Eraserhead is a film which has been around for over four decades now: its influences can be traced down through all of those decades, in projects by creatives as disparate as Frank Henenlotter and Peter Gabriel (I’d argue, anyway). So it’s difficult to know how to introduce the film, assuming anyone reading this feature hasn’t already seen it. I’ll try, but no promises. It’s a definite oddity, born out of film school and art school ‘let’s try it’ mentalities, experimental to the point of more or less ditching dialogue in favour of prioritising fantastic photography and aesthetics (its script was a mere 22 pages long). As such, a film like this is never going to be for everyone. Looking back, it feels like as much of an anomaly now as it must have then. In an era of gaudy exploitation cinema and lurid colour, it opted for black and white; in an era of extremes where extreme cinema was balanced by box office schmaltz, it eschews both approaches. If it has anything in common with anything, then I guess it’s Godard at his most surreal, but again – that hardly comes close either. How is this going so far?
So much as Erasherhead has a plot, it follows the everyday existence of one Henry (Jack Nance), a printer at a factory, though he’s ‘on vacation’ when we meet him. Some vacation: he knocks around on the outskirts of an industrial sprawl, the only flora sprouting haphazardly out of parts of his apartment. He’s dating a sweet girl called Mary (Charlotte Stewart) but a meal round at her and the folks’ goes badly awry when it transpires she’s recently given birth to a…well, she’s given birth to something, and poor Henry is apparently the father. This hastens their union, and they both begin doing their best to look after the little critter, its continual mewling soon driving a wedge between them. Still, at least there’s some escapism for Henry, in the form of a lady who lives behind the radiator and performs songs. Is this heaven? Possibly. Up against the other settings here, it’s as good as it gets.
That such a humdrum yarn – albeit one with absurd twists to it – should still be so engaging is testament to the film’s strangely-involving feel. It moves quite languidly through whatever action it offers, but then pauses to ponder over some meticulous, if inexplicable little detail. We end up pondering over same. In this film, you can chart the development of Lynch’s intense, fever-dream kind of emphasis on internal states; things always feel about to lurch into the ugly or incomprehensible, a dream which starts one way but spins off in another. Then, a moment of ebullient insanity will pop up, and the mood lightens, temporarily. All of this takes place against a backdrop of soulless urban misery, literally overshadowing the chintzy remnants of a 1950s lifestyle. Whilst all of this is going on, Henry looks as confused and nervous as we are, a kind of everyman in a mad world. The theme of male anxiety, particularly with regards to child-rearing, is written all over this film and it’s almost touching, even where the film veers into body horror. Lynch’s daughter Jennifer has suggested that her own difficult babyhood (she was born with club feet which needed surgical correction) fed into the Eraserhead vision, and its wide-eyed protagonist’s struggles with the baby’s needs. It’s possible, but then again, the ratio of real life to film will probably never be known decisively.

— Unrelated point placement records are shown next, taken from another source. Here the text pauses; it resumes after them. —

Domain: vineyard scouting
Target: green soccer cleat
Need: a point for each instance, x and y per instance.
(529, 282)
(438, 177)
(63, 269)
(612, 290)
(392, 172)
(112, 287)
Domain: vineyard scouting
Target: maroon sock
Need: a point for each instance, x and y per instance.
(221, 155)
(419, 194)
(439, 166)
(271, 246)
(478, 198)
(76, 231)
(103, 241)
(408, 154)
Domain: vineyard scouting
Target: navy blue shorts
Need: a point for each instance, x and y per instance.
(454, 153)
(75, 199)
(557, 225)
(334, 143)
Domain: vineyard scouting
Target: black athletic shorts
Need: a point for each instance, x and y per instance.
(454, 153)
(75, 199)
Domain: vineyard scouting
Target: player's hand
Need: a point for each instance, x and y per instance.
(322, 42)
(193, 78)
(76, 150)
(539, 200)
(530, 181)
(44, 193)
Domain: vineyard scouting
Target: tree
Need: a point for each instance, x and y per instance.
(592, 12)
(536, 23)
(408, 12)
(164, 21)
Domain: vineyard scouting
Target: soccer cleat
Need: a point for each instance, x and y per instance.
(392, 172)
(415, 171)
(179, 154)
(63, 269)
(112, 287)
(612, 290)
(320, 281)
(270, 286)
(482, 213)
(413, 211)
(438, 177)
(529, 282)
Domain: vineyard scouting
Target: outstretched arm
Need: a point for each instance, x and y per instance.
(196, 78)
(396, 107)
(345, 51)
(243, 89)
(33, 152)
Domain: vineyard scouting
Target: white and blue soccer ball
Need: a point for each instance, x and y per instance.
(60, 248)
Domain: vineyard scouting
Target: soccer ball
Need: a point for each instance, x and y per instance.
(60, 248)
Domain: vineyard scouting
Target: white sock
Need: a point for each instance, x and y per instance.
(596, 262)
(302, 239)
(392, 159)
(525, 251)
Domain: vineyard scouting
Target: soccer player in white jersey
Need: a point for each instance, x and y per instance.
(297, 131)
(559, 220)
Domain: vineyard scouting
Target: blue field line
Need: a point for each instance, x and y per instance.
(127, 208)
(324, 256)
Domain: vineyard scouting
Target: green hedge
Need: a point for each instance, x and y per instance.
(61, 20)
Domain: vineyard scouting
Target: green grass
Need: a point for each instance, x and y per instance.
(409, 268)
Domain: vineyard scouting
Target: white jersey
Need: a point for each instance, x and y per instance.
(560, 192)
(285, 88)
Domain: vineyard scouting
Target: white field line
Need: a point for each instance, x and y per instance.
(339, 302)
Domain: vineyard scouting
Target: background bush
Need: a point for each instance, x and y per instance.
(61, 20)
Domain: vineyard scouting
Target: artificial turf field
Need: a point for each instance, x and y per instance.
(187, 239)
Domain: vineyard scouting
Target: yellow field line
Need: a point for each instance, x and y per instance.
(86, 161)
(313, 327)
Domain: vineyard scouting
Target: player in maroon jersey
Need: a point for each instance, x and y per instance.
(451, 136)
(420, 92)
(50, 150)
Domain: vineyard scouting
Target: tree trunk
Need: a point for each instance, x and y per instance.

This Criterion Collection restoration has been done with the director’s blessing: it looks great, with sharp definition, rich blacks and heavy shadows. Nothing is washed out, everything is punched in. However, in those scenes where there is some film grain, this hasn’t been destroyed and all in all, this transfer is good quality. It sounds great, too, albeit that its proto-industrial soundscape is almost unbearable in places. (Good. It should dwarf everything.) Alongside the feature, there are a number of Lunch short films included on the release. These date from the 1960s, some not much more than fragments, and some more fleshed-out. We get: Six Men Getting Sick; The Alphabet; The Grandmother; The Amputee, and Premonitions Following an Evil Deed. There is also a section containing ‘supplements’, archive features which include an 85-minute ‘Making Of Eraserhead’ feature, narrated by Lynch himself. The package looks great, the film is timeless, and if you’ve put off purchasing Eraserhead so far, then this would be the definitive buy.